How Hard Is It to Get a Machine Learning Job in the UK? Competition, Odds & Hiring Timelines (2026)
Machine learning jobs in the UK are competitive but winnable. Explore applicants-per-vacancy, hiring odds and time-to-hire for 2026.
If you are wondering whether it is hard to get a machine learning job in the UK, the honest answer is that it is competitive but far from impossible. Demand is real and growing, salaries are strong, and employers openly complain of a skills shortage, yet the same roles can attract hundreds of applicants and hiring can stretch over weeks. This article looks at the actual numbers: how many people apply per vacancy, how the application-to-offer funnel behaves, how long hiring takes by seniority, and the practical steps that improve your odds.
The Short Answer
Getting a machine learning job in the UK in 2026 is genuinely competitive, particularly at entry level, but achievable for candidates who can demonstrate hands-on skills. There are typically 1,800 to 2,100 dedicated ML vacancies live at any one time, sitting within a broader pool of roughly 12,000 to 18,000 UK AI-related vacancies (GOV.UK and sector estimates, mid-2026). Tech roles average around 180 to 190 applicants per hire, and only about 3 per cent of applicants reach interview, according to 2025 recruitment-funnel benchmarks. Yet 97 per cent of organisations report an AI skills gap (techUK), so specialists with a strong portfolio hold real leverage. Salaries commonly run from around £42,000 for junior roles to £120,000+ for senior specialists. Time-to-hire typically spans four to ten weeks. In short: hard, but winnable with the right preparation.

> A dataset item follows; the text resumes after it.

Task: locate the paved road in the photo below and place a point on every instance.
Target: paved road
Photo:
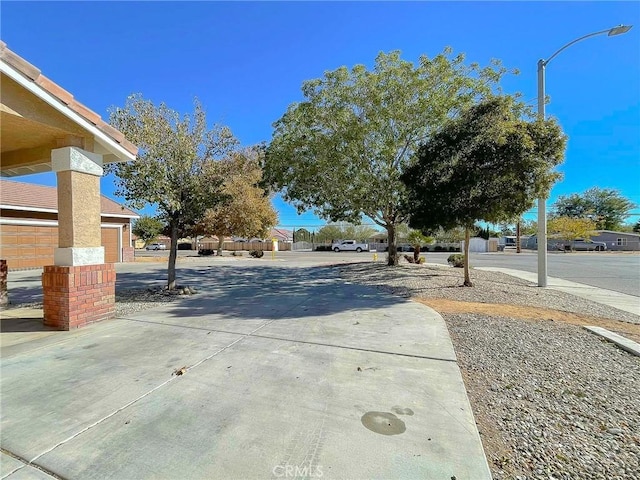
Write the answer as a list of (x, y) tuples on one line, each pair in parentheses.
[(286, 371), (612, 271), (619, 272)]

How competitive are machine learning jobs in the UK right now?
Competition is best understood by holding two facts side by side. On one hand, employers say they cannot find enough skilled people: techUK and related surveys report that around 97 per cent of organisations have at least one AI skills gap, with 57 per cent citing technical deficiencies. On the other hand, popular ML adverts routinely attract very high applicant volumes.
According to IT Jobs Watch and aggregated board data, dedicated machine learning vacancies in the UK typically number around 1,800 to 2,100 at any one time when you filter tightly for ML-specific titles. Widen the lens to include "artificial intelligence", "deep learning" and closely related roles and GOV.UK vacancy analysis and sector estimates put the live pool at roughly 12,000 to 18,000 in mid-2026, up an estimated 20 to 30 per cent year on year.

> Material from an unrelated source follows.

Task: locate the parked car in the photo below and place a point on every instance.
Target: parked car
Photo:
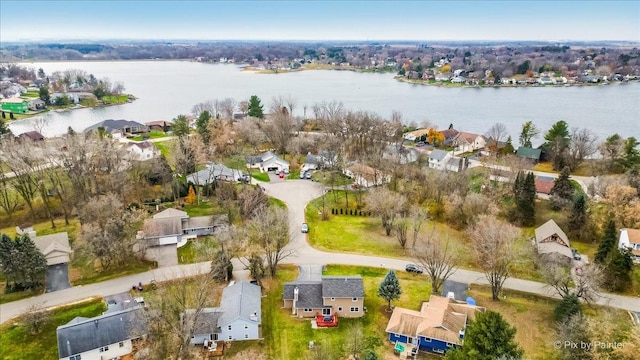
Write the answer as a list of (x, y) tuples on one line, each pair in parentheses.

The tension is that demand concentrates on experienced specialists, while supply concentrates at entry level. Adzuna data has shown UK entry-level postings falling by nearly a third since late 2022, so junior candidates chase a shrinking share of a growing market. That is why the market can feel simultaneously "booming" and "brutal" depending on where you sit.
What are the odds? The application-to-offer funnel
Recruitment-funnel benchmarks give a sobering but useful picture of ML and wider tech hiring. The typical shape looks like this.

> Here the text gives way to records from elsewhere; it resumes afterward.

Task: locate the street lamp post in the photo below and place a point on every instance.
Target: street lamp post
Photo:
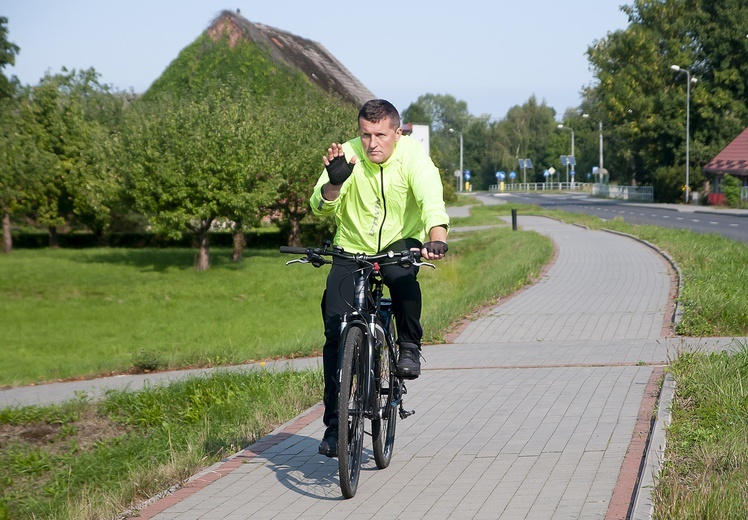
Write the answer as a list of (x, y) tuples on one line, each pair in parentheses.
[(462, 172), (600, 165), (572, 148), (689, 79)]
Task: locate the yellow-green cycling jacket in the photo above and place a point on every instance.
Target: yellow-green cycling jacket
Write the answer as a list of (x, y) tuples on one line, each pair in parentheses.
[(382, 203)]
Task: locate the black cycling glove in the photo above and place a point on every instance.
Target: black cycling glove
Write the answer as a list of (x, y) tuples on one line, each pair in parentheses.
[(339, 170), (436, 248)]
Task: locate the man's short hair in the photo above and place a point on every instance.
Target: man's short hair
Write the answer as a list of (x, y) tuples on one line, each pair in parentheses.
[(375, 110)]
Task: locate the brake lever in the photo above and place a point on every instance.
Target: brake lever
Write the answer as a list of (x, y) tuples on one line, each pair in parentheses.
[(422, 264)]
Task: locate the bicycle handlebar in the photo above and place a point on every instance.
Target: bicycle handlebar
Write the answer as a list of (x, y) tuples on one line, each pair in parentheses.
[(315, 256)]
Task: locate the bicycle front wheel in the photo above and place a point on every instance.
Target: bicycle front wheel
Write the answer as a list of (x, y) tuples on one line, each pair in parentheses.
[(351, 406), (383, 429)]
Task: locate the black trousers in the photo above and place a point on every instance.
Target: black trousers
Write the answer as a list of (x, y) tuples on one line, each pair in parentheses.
[(337, 300)]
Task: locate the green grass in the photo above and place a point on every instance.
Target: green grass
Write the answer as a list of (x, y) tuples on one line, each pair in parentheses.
[(706, 466), (85, 460), (84, 313), (81, 313)]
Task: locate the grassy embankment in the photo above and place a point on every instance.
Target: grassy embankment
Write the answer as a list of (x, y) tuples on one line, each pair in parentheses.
[(83, 313), (86, 313)]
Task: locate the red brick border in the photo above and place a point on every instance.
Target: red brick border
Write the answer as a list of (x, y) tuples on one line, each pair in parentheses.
[(628, 478)]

Funnel stage | Typical tech conversion | What it means in practice |
|---|---|---|
Application to interview | ~3% of applicants | Roughly 1 in 33 CVs leads to a first conversation |
Interview to offer | ~7% (technical roles, Ashby 2025) | Technical bars are high; many interviews end without offers |
Applicants per hire | ~180-190 | Hundreds apply for each filled ML seat |
Read carefully, these numbers are less discouraging than they first appear. The 3 per cent application-to-interview figure is heavily dragged down by unqualified and scattergun applications. Candidates who genuinely match the stack, tailor their CV, and can prove their work convert far above that baseline. In our experience across specialist ML boards, well-targeted applications to roles that fit a candidate's profile perform many times better than mass, untargeted applying.
The practical takeaway: your personal odds are not the market average. They are set by how closely you match each role and how convincingly you can evidence your skills.
Is it harder to get an entry-level or a senior ML job?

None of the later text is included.